ERIC Number: ED189605
Record Type: RIE
Publication Date: 1980-May
Pages: 7
Abstractor: N/A
ISBN: N/A
ISSN: N/A
EISSN: N/A
The Effect of Narrative Analogies on the Acquisition of Passages Describing Scientific Mechanisms.
Smith, Donald A.; And Others
To discover if narrative analogies of scientific mechanisms would help readers to comprehend passages describing those mechanisms, four such passages were extracted from an encyclopedia. These original passages were written in expository style and constituted the expository condition. For the narrative condition, simple narrative analogies of these passages were written that incorporated most of the components, attributes, relationships, and processes of the scientific mechanisms. Each subject read passages in four different conditions: (1) the narrative-expository condition, in which the narrative analogy was presented first followed by the corresponding expository passage; (2) the expository-narrative condition, in which the order of presentation was reversed; (3) the narrative analogy presented alone; and (4) the expository passage presented alone. After reading the passages on a particular scientific mechanism, the subjects each took a comprehension test containing 15 forced-choice questions divided into wording, statement, and inference test item categories. The results showed that the presentation of narrative analogies did facilitate the acquisition of the scientific mechanism passages, although the facilitation was modest.
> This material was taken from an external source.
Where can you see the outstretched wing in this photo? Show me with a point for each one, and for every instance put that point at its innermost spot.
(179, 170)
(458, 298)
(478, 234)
An unexpected finding was that, regardless of the condition, subjects were unable to make inferences about the information they read. (FL)
Publication Type: Reports - Research; Speeches/Meeting Papers
Education Level: N/A
Audience: N/A
Language: English
Sponsor: N/A
Authoring Institution: N/A
Grant or Contract Numbers: N/A
Note: Paper presented at the Annual Meeting of the Western Psychological Association (Honolulu, HI, May 5-9, 1980).